A história de quem não conseguiu entrar no barco
Como todos os anos, Adinalva Lima não perdia um evento na Lagoa. Juntava as amigas e colocava roupa nova para prestigiar as comemorações realizadas no local. Naquele ano, 1975, a grande expectativa era para o Dia do Soldado. O sobrinho, Alexandre, de 4 anos, também se empolgou ao ouvir Adinalva combinando o passeio com as amigas. “Tia, me leva, por favor”, disse o garoto. Ela não teve como recusar o pedido e o levou. A Lagoa estava em festa. Perto do Cassino, vendedores de algodão doce e de pipoca disputavam a atenção das crianças. As famílias esperavam, ansiosas, para dar uma volta no barco do Exército Brasileiro. Alexandre e Adinalva observavam tudo. O menino, então, decidiu que também queria passear na embarcação. A tia, como se prevendo alguma tragédia, dizia que não, pois o barco estava cheio demais. Mesmo assim, acabaram indo para a fila. Adinalva, Alexandre e as amigas dela. O garoto ia subindo no barco, quando sentiu alguém puxando-o pela camisa. Era um dos soldados que controlava a entrada. Olhando para Adinalva, ele disse: “O barco já está muito cheio, não vai dar para vocês irem. Agora, só no ano que vem”. Diante daquele aviso, o menino chorou, inconformado. A tia, por sua vez, ficou aliviada. Depois da decepção, o grupo voltou a se distrair, inclusive o menino, que agora brincava de bola de gude com outros garotos de sua idade. Adinalva e as amigas falavam sobre novelas quando começaram a ouvir os gritos. “Foi muito desespero, era gente chorando e gritando pra todo lado. É uma cena que eu jamais vou conseguir tirar da cabeça”, afirmou. Hoje, Adinalva mora no 10º andar do edifício Caricé. Da sua janela, a imagem que ela tem à frente é da Lagoa, o que a impede de esquecer a tragédia.

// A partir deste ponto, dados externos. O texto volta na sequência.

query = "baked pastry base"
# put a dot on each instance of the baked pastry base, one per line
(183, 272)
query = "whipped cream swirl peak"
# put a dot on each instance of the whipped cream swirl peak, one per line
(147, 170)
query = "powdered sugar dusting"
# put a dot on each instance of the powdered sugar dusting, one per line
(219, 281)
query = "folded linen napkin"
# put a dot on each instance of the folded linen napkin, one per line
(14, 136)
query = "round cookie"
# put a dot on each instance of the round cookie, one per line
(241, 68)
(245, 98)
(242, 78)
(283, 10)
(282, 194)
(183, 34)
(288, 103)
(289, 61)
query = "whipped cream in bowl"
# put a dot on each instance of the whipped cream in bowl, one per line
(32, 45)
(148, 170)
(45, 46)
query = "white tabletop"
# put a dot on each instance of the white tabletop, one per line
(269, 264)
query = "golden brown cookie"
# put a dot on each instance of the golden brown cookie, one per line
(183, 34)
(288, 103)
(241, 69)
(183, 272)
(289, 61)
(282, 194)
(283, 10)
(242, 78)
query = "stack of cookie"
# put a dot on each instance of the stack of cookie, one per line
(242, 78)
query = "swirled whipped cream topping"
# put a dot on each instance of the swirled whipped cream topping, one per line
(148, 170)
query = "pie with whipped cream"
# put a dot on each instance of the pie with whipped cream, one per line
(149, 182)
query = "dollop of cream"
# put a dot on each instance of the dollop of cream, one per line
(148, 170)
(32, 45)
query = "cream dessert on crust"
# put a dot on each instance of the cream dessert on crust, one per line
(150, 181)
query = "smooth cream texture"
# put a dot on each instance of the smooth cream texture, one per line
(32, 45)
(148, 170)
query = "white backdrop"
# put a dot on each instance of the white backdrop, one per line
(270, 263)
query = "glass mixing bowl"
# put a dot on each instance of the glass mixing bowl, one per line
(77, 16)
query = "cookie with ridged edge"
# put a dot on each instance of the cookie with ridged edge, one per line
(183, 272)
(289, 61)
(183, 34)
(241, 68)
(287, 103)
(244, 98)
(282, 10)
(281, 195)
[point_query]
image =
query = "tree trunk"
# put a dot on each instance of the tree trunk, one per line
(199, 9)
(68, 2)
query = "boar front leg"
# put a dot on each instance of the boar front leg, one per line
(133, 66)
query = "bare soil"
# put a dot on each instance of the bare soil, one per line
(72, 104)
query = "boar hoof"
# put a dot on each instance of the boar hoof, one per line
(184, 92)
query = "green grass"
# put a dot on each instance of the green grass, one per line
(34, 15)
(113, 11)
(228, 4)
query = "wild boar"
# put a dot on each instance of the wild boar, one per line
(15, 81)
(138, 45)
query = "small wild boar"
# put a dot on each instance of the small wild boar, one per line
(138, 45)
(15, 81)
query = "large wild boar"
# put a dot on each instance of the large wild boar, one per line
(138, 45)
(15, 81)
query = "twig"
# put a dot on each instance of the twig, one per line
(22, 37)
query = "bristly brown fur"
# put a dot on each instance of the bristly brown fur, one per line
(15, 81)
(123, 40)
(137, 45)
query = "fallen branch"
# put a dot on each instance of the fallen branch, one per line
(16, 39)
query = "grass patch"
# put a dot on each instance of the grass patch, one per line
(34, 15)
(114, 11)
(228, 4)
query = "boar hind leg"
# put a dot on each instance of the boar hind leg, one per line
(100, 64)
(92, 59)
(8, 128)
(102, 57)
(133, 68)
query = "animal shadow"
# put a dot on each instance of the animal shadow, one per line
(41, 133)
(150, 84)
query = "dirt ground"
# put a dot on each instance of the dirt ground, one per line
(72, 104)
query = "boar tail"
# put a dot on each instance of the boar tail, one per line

As lembranças de um soldado que conseguiu salvar duas vidas O soldado Zilton Nascimento havia ingressado no Exército Brasileiro em 1974. Um ano depois ele vivenciou o drama da Tragédia da Lagoa. Nascimento foi um dos soldados escalados para o evento. Recebeu como missão controlar a entrada e saída das pessoas na embarcação. Hoje, 40 anos depois, ele relembra o sofrimento daquele fim de tarde que não sai da memória. “É algo que a gente não consegue esquecer, pode passar o tempo que for”, declarou. Segundo Nascimento, embora o evento também contasse com apresentação de tanques e armamentos, a grande atração era mesmo a viagem no barco. Na fila não paravam de chegar pessoas interessadas no passeio. Nascimento e o colega tentavam, em vão, explicar que havia gente demais. “Uma das coisas que me preocupava bastante é que não havia salva-vidas na embarcação”, contou. O soldado estava no barco no momento da última viagem. Segundo ele, eram quase 100 pessoas onde só cabiam 50. No momento que o barco começou a virar, o desespero tomou conta de todos. “Já era fim de tarde quando a tragédia ocorreu. Vi crianças e adultos caindo nas águas turvas da Lagoa e ainda consegui salvar duas pessoas. Quando ia voltar para resgatar mais alguém, senti que uma pessoa segurou na minha perna e eu fui puxado para baixo, mas consegui sair”, relembrou.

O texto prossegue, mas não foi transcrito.